When Should Your Draft Your Shareholder Agreement?
Shareholder agreements should be drafted when the corporation is first formed, but they can be profitably be revised at various points along the trajectory of the corporation, as different challenges arise. Different provisions in shareholder agreements become more important during different phases of the company’s life cycle.
Initially, the founders of the company may be most interested in the shareholder agreement’s transfer restrictions and mechanisms for resolving deadlock. They may want to be sure that their partners will not sell stock to an outsider without their approval. They may want to know what happens when triggering events such as a divorce, death or disability occur.
Investments and Shareholder Agreements
As the company grows, it may receive investments from private equity or venture capital. The entities making such investments are generally very concerned about the control they will have over the corporation. They may insist on a shareholder agreement that spells out structure of the board, appointment of officers, and information rights, as well as transfer restrictions, preemptive rights, and mechanisms for resolving deadlock. They may want preferred stock or debt instruments rather than common stock, to maximize flexibility and profit.
Even if the company does not receive investments from private equity or venture capital, the owners may want a shareholder agreement as they begin thinking about successor ownership and management of their business. As the partners begin to do estate planning, they may become more concerned about buy-out rights and transfer to heirs. They may become more concerned about needs for liquidity or for income for a surviving spouse.
S-Election and Shareholder Agreements
When a company makes an S-election or changes its structure in other ways, a shareholder agreement is important to make sure that any transfer will preserve the requirements of the new structure. For instance, a transfer by a shareholder to a corporation or a limited liability company could ruin an S-election.
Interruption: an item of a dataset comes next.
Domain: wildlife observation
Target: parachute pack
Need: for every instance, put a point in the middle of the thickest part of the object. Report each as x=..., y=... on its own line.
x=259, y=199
In any event, a shareholders agreement should be executed before there is a falling out among the owners. If there are no agreements about composition of the board of directors, a founder may be voted off the board by a coalition of disaffected founders. Without buy-sell mechanisms triggered by a shareholder no longer working actively in the business, a shareholder may even go to work for a competitor yet keep her shares, including all the rights to information which accompany such shares.